La question peut être sensible dans certains cas. Le livre cite
l'exemple des sites Web en
.ao
, récoltés par une
organisation portugaise. Bien
sûr, ces sites étaient publiquement disponibles et tout le monde
pouvait les récolter, mais cela peut être vu ici comme une
manifestation de néo-colonialisme tout en sachant que, sans cette
récolte de l'ancien colonisateur, rien ne serait récolté.
Ensuite, que peut-on publier de ce qui a été récolté ? Cela soulève des questions liées au droit d'auteur.
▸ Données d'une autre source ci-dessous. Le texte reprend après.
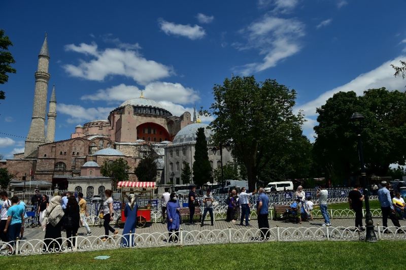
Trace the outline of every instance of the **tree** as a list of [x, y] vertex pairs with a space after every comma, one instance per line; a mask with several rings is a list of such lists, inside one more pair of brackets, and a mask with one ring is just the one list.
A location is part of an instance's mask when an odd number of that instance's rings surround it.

Pour éviter de froisser les ayant-tous-les-droits, la BNF ne rend pas publique les pages archivées. Internet Archive, par contre, le fait. (Mais l'Internet Archive a déjà retiré des contenus, par exemple sur ordre de la toute-puissante Scientologie.) Le livre détaille pays par pays les solutions adoptées.
Outre les questions légales liées au droit d'auteur, il peut y avoir des questions éthiques. Par exemple, que penseraient les gens qui avaient contribué à GeoCities si leurs pages de l'époque (publiques, rappelons-le) étaient décortiquées aujourd'hui, alors qu'ils ne s'attendaient pas certainement à ce qu'elles fassent un jour l'objet de tant d'attention.
Et il y a de très nombreuses autres questions à étudier lorsqu'on archive le Web. Bref, un excellent livre, trop court pour tous les sujets à couvrir, mais qui vous fera réfléchir sur une question très riche, ayant plein de conséquences.
Ah, et le livre est disponible gratuitement en EPUB et PDF.